Now, we do not know that a tool used to shape and govern so much of our lives will be a pure Singerian machine. But the association with Peter Singer—should be enough to make us uncomfortable with ceding control of these machines to Silicon Valley. We should be even more uncomfortable with AI leaders like Sam Altman, who seems to have few moral concerns at all, or investors like Marc Andreessen, who perform a hysterical worship of unrestrained AI growth.
Neither the unfettered greed of the Silicon Valley investors nor the admittedly far more well-meaning idealism of the techno-utopians will lead us to a healthy AI future. So what can? AI should be regulated like other dangerous tools, namely, through the democratic process. The specific organ for this regulation should, straightforwardly, be Congress. This proposal might not inspire confidence, given the sclerotic state of the institution, but the Congress is the place where we, as a nation, come to our mutual settlements with regard to the laws that protect the common good. The work of affecting this change is the normal work of political life: persuading the public, organizing voters, electing the right officials, and informing and lobbying those officials.
Americans are more worried than excited about what is happening in AI by a wide margin, according to Pew. This is not how the public responded to radio, television, or the internet; AI (so-called) is different. Rather than leaving regulation up to the denizens of the San Francisco Bay, this concern, this energy, needs to be wisely organized so that Congress can put limits on the AI companies that they themselves may not endorse or desire, but that we, through our elected representatives, do.
At the same time, AI regulation should not be the prerogative of the executive or the Department of Defense, unless under the delegation of a statute from Congress. Recent events have shown Anthropic to be more restrained and cautious than DOD on AI deployment in war. This is a developing story, but as of this writing, President Trump has ordered the government to sever ties with Anthropic, because of its refusal to accede to DOD demands.

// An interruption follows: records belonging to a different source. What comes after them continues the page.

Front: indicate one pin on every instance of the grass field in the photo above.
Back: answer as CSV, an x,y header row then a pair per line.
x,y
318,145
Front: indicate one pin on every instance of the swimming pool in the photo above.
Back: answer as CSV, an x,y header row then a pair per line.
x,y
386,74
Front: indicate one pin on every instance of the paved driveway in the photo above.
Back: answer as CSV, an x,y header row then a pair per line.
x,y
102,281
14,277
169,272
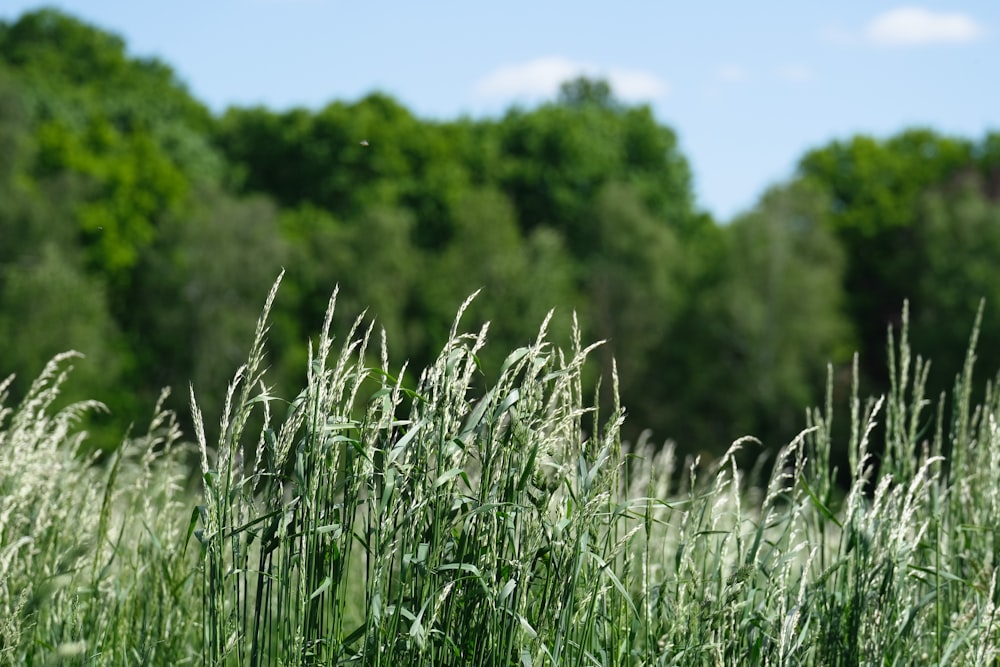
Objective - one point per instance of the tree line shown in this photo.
(143, 230)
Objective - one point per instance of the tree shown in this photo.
(783, 310)
(874, 189)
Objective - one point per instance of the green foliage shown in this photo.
(380, 523)
(782, 309)
(168, 221)
(876, 189)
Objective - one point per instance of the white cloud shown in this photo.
(543, 76)
(796, 73)
(913, 26)
(732, 74)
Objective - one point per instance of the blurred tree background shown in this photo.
(144, 231)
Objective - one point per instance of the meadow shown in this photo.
(472, 520)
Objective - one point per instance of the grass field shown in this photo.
(494, 521)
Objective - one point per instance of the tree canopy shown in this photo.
(142, 229)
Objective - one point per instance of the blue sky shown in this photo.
(748, 86)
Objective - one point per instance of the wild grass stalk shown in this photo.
(467, 520)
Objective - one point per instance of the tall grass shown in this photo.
(470, 522)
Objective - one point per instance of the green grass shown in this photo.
(466, 522)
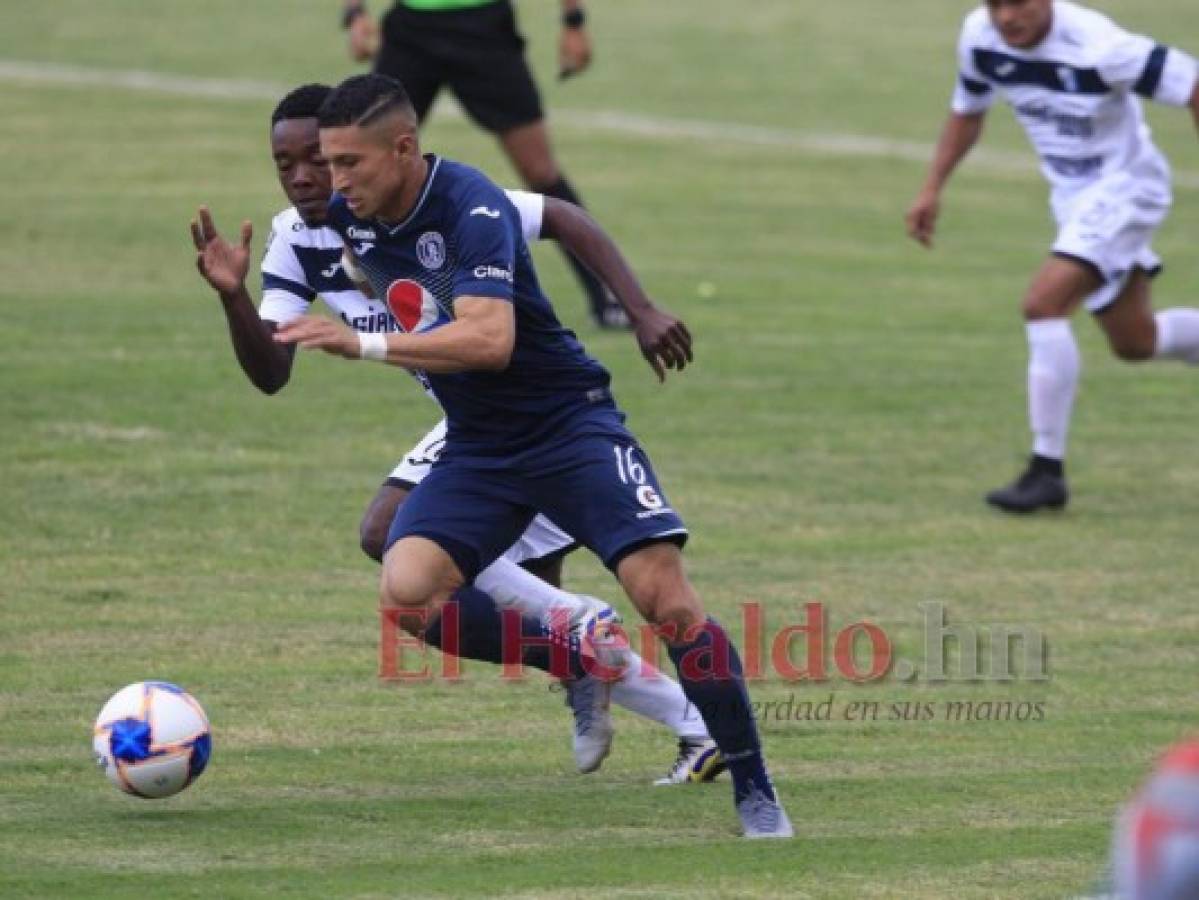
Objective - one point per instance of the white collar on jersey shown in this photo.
(434, 164)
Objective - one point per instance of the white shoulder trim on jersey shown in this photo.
(285, 221)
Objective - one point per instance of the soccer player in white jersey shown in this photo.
(1074, 79)
(305, 260)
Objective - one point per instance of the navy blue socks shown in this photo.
(711, 677)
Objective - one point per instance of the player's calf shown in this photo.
(378, 518)
(656, 584)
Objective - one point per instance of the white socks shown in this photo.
(513, 587)
(1178, 336)
(1053, 379)
(642, 689)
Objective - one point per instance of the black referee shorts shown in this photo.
(476, 52)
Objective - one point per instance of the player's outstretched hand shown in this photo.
(315, 332)
(222, 264)
(664, 342)
(921, 218)
(573, 52)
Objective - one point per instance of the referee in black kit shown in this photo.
(474, 47)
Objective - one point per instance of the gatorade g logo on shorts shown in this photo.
(413, 307)
(649, 497)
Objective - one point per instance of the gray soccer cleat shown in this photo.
(698, 761)
(763, 817)
(588, 698)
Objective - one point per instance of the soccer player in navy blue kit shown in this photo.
(532, 426)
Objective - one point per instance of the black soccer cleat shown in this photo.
(1035, 489)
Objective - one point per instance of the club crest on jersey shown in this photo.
(431, 249)
(413, 307)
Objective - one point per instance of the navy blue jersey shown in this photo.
(464, 239)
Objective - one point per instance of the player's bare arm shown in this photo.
(663, 339)
(574, 44)
(480, 339)
(224, 266)
(958, 136)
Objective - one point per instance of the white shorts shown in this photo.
(1109, 225)
(540, 541)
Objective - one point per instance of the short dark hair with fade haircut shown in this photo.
(362, 100)
(301, 103)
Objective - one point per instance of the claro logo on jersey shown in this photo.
(500, 275)
(414, 308)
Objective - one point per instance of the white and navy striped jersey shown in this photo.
(303, 263)
(1076, 94)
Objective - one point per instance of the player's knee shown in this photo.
(404, 587)
(674, 616)
(1038, 306)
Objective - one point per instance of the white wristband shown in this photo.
(373, 345)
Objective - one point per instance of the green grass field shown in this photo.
(851, 399)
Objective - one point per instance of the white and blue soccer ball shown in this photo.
(152, 740)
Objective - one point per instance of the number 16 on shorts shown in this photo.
(632, 472)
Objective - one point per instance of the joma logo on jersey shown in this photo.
(431, 249)
(493, 272)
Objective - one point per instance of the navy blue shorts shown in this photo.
(600, 489)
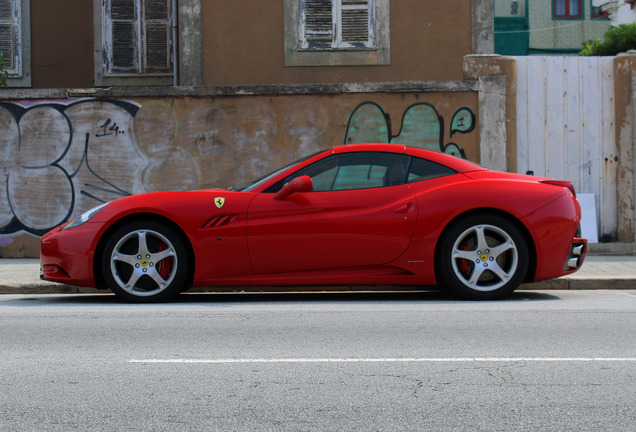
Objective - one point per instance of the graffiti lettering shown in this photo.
(106, 130)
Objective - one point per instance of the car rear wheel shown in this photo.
(145, 261)
(483, 257)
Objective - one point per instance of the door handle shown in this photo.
(404, 208)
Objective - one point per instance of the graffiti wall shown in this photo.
(59, 158)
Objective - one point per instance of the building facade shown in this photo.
(547, 27)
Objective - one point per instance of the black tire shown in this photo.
(145, 261)
(482, 257)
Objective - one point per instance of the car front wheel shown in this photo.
(483, 257)
(145, 261)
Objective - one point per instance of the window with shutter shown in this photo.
(337, 24)
(138, 36)
(10, 30)
(337, 32)
(15, 41)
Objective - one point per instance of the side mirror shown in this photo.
(297, 185)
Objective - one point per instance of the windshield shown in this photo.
(251, 186)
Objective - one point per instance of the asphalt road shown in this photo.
(549, 361)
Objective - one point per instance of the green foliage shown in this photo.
(4, 75)
(616, 40)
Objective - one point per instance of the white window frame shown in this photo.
(335, 30)
(20, 73)
(105, 73)
(299, 51)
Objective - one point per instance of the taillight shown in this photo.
(563, 183)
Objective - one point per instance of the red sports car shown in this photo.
(356, 215)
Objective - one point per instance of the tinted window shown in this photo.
(422, 169)
(353, 171)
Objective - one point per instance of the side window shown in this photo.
(353, 171)
(422, 169)
(15, 43)
(137, 42)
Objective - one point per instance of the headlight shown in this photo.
(83, 218)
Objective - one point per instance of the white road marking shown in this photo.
(395, 360)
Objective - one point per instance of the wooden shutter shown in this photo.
(7, 32)
(124, 35)
(319, 22)
(355, 22)
(157, 35)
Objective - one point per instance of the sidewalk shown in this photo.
(22, 276)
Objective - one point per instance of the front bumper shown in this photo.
(66, 256)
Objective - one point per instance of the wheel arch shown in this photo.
(532, 250)
(99, 249)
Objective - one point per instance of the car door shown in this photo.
(357, 215)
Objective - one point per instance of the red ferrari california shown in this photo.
(356, 215)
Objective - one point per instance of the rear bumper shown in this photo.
(578, 251)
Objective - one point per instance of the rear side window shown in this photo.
(422, 169)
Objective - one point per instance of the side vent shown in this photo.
(219, 221)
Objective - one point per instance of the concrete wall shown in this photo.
(62, 153)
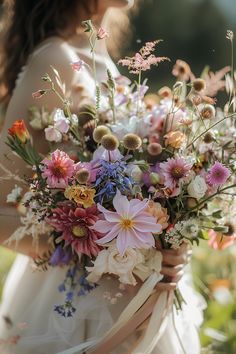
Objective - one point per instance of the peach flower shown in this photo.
(175, 139)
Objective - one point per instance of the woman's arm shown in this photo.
(60, 56)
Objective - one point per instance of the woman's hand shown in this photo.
(173, 264)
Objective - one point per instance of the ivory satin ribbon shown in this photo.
(135, 305)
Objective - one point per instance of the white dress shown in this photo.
(29, 298)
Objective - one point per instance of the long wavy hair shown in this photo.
(27, 23)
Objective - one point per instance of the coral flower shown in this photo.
(58, 170)
(218, 174)
(174, 171)
(19, 130)
(219, 241)
(76, 227)
(130, 224)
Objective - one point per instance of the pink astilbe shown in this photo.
(130, 224)
(143, 60)
(76, 227)
(174, 171)
(58, 170)
(218, 174)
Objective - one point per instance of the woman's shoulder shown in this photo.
(54, 52)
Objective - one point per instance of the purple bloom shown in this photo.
(218, 174)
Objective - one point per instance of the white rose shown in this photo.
(152, 263)
(110, 261)
(197, 187)
(123, 266)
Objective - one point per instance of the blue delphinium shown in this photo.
(110, 177)
(70, 287)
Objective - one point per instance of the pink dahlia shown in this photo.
(76, 225)
(174, 171)
(58, 170)
(130, 224)
(218, 174)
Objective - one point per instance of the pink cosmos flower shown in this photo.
(130, 224)
(76, 227)
(102, 33)
(58, 170)
(174, 171)
(218, 174)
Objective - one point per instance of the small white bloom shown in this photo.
(61, 123)
(197, 187)
(110, 261)
(52, 134)
(15, 195)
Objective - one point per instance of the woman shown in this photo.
(53, 36)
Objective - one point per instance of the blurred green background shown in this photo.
(192, 30)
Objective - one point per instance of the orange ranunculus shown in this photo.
(175, 139)
(20, 131)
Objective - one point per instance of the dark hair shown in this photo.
(29, 22)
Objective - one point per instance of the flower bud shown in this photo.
(110, 142)
(199, 85)
(207, 111)
(99, 132)
(154, 149)
(132, 141)
(19, 130)
(82, 175)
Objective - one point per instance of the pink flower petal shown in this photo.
(122, 242)
(145, 226)
(110, 236)
(102, 226)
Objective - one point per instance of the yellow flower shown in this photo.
(81, 195)
(175, 139)
(160, 213)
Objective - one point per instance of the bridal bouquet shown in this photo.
(131, 172)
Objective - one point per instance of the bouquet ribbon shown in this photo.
(145, 303)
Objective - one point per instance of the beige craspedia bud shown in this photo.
(154, 149)
(82, 175)
(99, 132)
(132, 141)
(208, 138)
(110, 142)
(165, 92)
(207, 111)
(199, 84)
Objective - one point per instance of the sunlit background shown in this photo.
(195, 31)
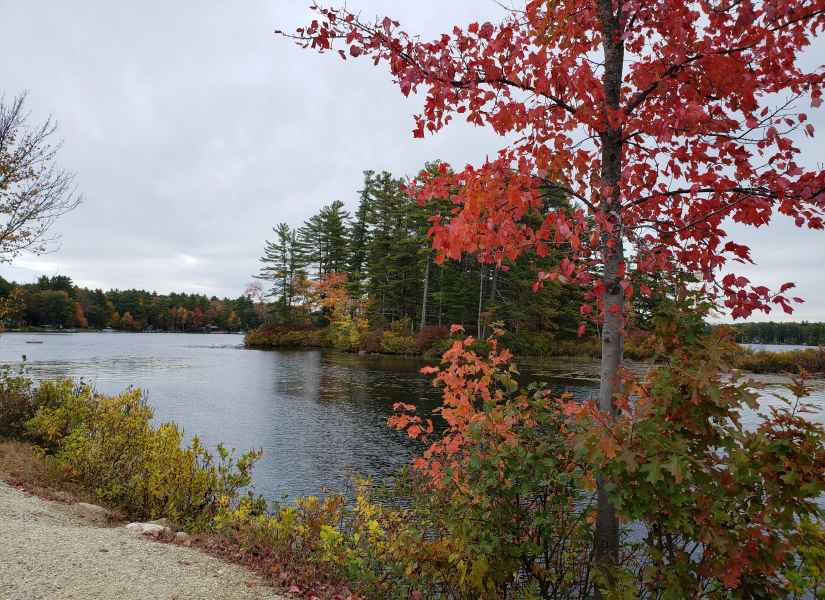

But Congress, not the president, should have power over these types of decisions; it needs to act to set the boundaries for the private sector and for the federal government itself.
Should AI tools be allowed to make life-and-death decisions in our healthcare system? Should they replace human educators in schools? Should they be allowed to replace human therapists or other medical professionals? Should they be allowed to create false footage portraying real persons without the consent of those persons? Should they be used to spy on people? Should they be used to create personalized pornography? What about autonomous weapons? Good answers depend on us being thoughtful, attentive, and engaged, not fearfully paralyzed or sleepily checked out.
At the same time, not everything is a matter of law, and culture, morals, and social stigma should also be applied to harmful or pathological use of these technologies. Social pressure led X to change its own AI model, Grok, so that it no longer produces sexually abusive imagery of real people. This is one step in a good direction.
AI tools can be used to detect patterns in data that might be hugely beneficial in scientific and medical research. Let’s make sure that these instruments are used for what they are truly good for, and not used to control us, rule us, pilfer our pockets, isolate us from one another, make us stupider, and make our shared life increasingly one of deception and unreality. AI companies won’t save us. We have to save ourselves and one another.